I don't normally spend much time in this section of the Ranch, but I'm constantly amazed at the volume of questions. What is driving the interest in RMI?
IMHO, RMI is like CORBA, a 1990s vintage technology that failed because it is too complex, too fragile, and in the end, caused more problems that it solves.
Back in the 1990s, I did a lot of work with both CORBA and RMI. The projects were large scale business applications, and after wasting many man-years of work, we abandoned it. This was at three companies over nearly a decade.
Technologies such as REST solve the same problem, but do it in ways that normal programmers can implement and fix. This makes RMI just yet another bad idea from the 90s.

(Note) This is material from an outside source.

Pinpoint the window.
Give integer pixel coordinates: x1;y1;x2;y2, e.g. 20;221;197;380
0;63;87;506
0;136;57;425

As far as I can see, people are still reading books which were written before 2003 in many areas of Java. It's like Java was frozen in time then, at least in some parts of the world.
Perhaps it's easier (or cheaper) to get those old books than to get the new ones. Or perhaps people aren't writing the new ones -- who would publish a book called "RMI -- A Technology Whose Time is Past"?
Hussein Baghdadi wrote:Add to this, I guess RMI is still a part of Java programming language courses.
Which also haven't been revised since 2002?
I can't confirm my statement (it is a guess after all).
java.rmi package is a part of the SDK and it is not surprising if students are going to ask about it. Even it could be used to teach the idea of remote invocations and distributed computing.
Hussein Baghdadi wrote:I can't confirm my statement (it is a guess after all). java.rmi package is a part of the SDK and it is not surprising if students are going to ask about it. Even it could be used to teach the idea of remote invocations and distributed computing.
As is the Date class, but that is no reason to make students learn it.
I reject the idea that teaching "remote invocations" is useful. The whole idea is flawed. Pass messages. Use REST.
Distributed computing is the way of life these days, but RMI is not a solution to any known problem. It causes them.